Researchers found that rats fed a diet high in sugar but low in fat—meant to imitate many popular diet foods—increased body fat mass when compared to rats fed a balanced rodent diet. The high-sugar diet induced a host of other problems, including liver damage and brain inflammation.

"Most so-called diet products containing low or no fat have an increased amount of sugar and are camouflaged under fancy names, giving the impression that they are healthy, but the reality is that those foods may damage the liver and lead to obesity as well," said the study's principal investigator, Krzysztof Czaja, an associate professor of veterinary biosciences and diagnostic imaging in UGA's College of Veterinary Medicine.

"What's really troubling in our findings is that the rats consuming high-sugar, low-fat diets didn't consume significantly more calories than the rats fed a balanced diet," Czaja said. "Our research shows that in rats fed a low-fat, high-sugar diet, the efficiency of generating body fat is more than twice as high—in other words, rats consuming low-fat, high-sugar diets need less than half the number of calories to generate the same amount of body fat."

Over a four-week period, researchers monitored body weight, caloric intake, body composition and fecal samples in three groups of rats. One group of test subjects consumed a diet high in fat and sugar, another group was fed a low-fat, high-sugar diet and a third group was given a balanced or "normal" diet.

Both the low-fat, high-sugar and high-fat, high-sugar groups displayed an increase in liver fat and significant increases in body weight and body fat when compared to the balanced diet group.

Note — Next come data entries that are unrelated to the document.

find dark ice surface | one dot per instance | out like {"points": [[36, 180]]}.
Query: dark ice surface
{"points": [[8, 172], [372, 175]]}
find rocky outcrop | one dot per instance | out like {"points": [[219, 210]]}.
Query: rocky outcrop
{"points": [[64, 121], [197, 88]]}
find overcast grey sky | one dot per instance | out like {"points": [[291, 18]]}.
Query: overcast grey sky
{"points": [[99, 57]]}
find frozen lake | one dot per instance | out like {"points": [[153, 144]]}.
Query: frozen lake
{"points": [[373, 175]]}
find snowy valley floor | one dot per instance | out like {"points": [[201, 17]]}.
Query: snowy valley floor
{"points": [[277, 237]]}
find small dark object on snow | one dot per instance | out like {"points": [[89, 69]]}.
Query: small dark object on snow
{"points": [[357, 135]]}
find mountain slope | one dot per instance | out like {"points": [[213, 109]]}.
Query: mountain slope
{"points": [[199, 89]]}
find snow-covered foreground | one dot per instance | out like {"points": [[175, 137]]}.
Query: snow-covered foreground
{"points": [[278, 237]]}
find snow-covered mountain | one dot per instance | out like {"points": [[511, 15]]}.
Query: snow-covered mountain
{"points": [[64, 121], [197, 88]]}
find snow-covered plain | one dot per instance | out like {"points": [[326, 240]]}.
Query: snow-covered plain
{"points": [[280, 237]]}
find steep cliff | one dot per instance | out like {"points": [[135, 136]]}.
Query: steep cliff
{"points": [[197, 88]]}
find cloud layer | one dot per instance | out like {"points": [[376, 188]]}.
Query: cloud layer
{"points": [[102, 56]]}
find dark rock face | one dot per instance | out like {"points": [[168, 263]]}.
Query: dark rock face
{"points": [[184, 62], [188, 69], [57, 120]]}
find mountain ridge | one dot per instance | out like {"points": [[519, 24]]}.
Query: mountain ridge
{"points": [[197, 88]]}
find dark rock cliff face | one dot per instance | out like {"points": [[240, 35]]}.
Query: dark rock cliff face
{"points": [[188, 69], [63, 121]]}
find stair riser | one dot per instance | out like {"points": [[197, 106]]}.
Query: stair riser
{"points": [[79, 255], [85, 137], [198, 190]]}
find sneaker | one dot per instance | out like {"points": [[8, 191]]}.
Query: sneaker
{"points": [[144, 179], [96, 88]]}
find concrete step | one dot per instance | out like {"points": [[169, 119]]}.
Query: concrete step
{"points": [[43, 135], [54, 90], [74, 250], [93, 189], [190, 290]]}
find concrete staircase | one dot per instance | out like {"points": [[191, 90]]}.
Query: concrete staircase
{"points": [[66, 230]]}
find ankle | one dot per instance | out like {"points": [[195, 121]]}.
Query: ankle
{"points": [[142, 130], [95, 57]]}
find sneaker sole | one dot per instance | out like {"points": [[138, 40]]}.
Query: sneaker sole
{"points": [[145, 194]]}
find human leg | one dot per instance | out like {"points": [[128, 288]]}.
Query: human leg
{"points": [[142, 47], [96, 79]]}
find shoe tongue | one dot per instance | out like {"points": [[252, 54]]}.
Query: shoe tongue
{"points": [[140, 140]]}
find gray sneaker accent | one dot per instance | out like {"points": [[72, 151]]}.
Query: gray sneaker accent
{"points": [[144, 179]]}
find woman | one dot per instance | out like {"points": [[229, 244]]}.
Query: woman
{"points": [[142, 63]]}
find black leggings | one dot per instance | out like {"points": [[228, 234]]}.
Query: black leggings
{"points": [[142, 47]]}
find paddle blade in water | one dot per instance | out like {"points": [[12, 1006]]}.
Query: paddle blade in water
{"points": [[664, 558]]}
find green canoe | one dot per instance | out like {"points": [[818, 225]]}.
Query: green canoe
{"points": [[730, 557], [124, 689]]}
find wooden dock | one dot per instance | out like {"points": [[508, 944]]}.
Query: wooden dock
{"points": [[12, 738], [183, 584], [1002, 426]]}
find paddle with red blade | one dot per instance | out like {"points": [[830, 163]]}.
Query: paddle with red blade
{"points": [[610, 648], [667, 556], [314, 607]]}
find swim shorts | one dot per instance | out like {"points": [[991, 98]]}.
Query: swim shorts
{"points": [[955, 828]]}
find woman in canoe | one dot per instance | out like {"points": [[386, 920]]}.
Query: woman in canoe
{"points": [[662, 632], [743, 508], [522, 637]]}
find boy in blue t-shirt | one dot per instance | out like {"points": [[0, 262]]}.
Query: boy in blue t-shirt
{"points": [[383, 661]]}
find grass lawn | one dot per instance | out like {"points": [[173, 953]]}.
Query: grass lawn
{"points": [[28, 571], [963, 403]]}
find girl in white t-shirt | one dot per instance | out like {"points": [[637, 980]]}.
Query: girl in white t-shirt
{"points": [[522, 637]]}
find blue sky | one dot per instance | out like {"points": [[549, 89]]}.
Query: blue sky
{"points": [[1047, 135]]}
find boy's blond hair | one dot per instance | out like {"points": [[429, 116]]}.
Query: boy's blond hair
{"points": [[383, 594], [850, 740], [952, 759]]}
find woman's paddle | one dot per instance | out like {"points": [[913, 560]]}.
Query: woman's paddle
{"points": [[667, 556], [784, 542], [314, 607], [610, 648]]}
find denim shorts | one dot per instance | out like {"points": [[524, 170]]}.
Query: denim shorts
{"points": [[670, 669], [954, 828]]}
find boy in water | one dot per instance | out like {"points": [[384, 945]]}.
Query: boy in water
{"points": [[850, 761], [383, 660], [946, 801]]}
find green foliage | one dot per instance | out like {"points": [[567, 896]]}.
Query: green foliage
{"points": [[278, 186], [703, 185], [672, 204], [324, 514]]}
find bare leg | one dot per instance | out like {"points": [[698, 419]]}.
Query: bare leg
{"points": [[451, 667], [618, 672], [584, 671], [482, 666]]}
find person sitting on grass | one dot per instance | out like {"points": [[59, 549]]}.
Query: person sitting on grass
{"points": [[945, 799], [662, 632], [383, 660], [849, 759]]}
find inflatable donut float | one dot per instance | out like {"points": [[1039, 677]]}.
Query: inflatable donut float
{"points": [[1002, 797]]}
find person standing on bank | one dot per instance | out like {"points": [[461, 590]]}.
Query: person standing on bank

Liver fat accumulation was significant in the high-sugar, low-fat group, which Czaja said "is a very dangerous situation, because the liver accumulating more fat mimics the effect of non-alcoholic fatty liver disease."

Non-alcoholic fatty liver disease is caused by fat buildup in the liver, and serious forms of the disease can result in liver damage comparable to that caused by heavy alcohol use.

The unbalanced diets also induced chronic inflammation in the intestinal tract and brain. Former studies in rats conducted by Czaja have shown that brain inflammation alters gut-brain communication by damaging the vagus nerve, which controls sensory signals, including the brain's ability to determine when one is full.

"The brain changes resulting from these unbalanced diets seem to be long term, and it is still not known if they are reversible by balanced diets," Czaja said.

This study expands upon the researchers' previous work that determined high-fat diets alter the gut microbiome, the collection of bacteria, viruses and other microbes that live in the digestive tract. The recent study found that the unbalanced diets decreased the microbiome's bacterial diversity, and the low-fat, high-sugar diet increased gut bacteria that are associated with liver damage.

The study was published online in the journal Physiology and Behavior and is available at http://www.sciencedirect.com/science/article/pii/S0031938416309489. Co-author Claire de La Serre, an assistant professor of foods and nutrition in UGA's College of Family and Consumer Sciences, conducted metabolic analysis for the study.